Some structurally related substances have been grouped into families. Their members often have a similar function or participate in the fine regulation of immune responses, for example, by regulating the synthesis of related interleukins.

Interleukin-21 is a cytokine with a broad pleiotropic effect that in humans is encoded by the IL-21 gene. It was discovered in 2000. The gene is located on chromosome 4. .

IL-21 is mainly produced and secreted by activated CD4+ T cells (T helper cells), but not by CD8+ T cells. Furthermore, interleukin-21 is produced by activated NK cells, as well as by cells of Hodgkin's lymphoma.

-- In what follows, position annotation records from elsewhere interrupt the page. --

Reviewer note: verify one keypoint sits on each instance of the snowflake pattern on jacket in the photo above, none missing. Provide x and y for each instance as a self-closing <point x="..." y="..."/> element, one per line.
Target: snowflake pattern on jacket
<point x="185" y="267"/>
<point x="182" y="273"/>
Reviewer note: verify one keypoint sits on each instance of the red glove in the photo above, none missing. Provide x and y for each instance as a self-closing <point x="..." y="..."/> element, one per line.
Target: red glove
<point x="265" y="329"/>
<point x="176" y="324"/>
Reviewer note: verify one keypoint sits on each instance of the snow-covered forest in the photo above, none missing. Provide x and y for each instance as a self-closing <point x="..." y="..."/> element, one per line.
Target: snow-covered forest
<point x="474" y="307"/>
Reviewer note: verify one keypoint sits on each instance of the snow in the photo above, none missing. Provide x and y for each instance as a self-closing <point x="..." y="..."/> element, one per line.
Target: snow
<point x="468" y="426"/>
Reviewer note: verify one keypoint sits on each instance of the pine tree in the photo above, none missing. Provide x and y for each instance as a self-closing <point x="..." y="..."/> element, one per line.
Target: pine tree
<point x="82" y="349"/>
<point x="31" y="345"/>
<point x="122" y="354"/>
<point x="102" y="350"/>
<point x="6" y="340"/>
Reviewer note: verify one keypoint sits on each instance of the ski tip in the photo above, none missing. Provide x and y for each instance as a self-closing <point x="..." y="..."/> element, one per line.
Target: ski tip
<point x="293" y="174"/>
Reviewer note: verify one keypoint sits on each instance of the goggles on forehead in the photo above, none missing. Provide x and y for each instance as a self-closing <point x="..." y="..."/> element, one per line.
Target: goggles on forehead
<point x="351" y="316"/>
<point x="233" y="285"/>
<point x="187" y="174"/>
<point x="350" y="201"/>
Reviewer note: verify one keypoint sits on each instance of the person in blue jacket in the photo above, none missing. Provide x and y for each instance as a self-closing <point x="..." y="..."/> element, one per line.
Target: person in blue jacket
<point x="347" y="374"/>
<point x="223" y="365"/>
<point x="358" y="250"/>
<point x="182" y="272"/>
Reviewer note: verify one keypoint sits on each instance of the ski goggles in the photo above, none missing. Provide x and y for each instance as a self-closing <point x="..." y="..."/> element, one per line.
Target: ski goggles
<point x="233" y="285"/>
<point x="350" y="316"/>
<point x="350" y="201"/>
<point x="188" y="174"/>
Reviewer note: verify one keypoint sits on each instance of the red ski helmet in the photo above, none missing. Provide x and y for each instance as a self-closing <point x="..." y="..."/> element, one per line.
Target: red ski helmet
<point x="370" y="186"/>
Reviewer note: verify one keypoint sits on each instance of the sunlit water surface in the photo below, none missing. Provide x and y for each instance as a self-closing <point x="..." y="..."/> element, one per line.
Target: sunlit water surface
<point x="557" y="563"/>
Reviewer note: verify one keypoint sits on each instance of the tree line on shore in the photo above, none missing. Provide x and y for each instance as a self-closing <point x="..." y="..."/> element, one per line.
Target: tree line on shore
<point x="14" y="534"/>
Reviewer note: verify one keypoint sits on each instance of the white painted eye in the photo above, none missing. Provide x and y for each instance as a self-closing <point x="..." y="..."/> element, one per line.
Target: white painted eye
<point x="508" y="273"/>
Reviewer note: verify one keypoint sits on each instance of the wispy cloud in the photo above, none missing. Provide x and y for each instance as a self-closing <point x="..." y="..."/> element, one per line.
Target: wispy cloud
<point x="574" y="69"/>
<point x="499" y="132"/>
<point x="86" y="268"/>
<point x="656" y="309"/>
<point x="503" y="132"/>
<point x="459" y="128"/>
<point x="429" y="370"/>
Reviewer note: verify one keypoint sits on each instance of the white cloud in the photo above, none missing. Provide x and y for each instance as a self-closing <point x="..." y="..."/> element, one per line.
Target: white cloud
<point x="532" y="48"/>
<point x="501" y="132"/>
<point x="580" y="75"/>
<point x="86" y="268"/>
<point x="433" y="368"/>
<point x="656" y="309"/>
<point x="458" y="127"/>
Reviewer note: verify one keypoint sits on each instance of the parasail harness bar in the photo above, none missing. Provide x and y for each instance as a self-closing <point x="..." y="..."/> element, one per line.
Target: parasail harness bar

When interleukin-21 binds to its receptor, it leads to activation of Janus kinases 1 and 3 (JAK 1 and JAK 3) and the signal transducer and activator of transcription (STAT 1 and STAT3) pathway. Furthermore, interleukin-21 activates the mitogen-activated protein kinase (MAPK) and extracellular signal-regulated protein kinase (ERK) pathways.

Interleukin-21 is thus an important regulator of T cell functions. Interleukin -21 enhances proliferation of anti-CD3-stimulated T cells and co-acts with other cytokines in inducing growth of CD4+ and, together with interleukins 7 and 15, CD8+ T cells.

In addition to its influence on the regulation of T cells, the cytokine affects proliferation and maturation of B cells as well as antibody induction. It plays an important role in the differentiation of B cells into plasma cells.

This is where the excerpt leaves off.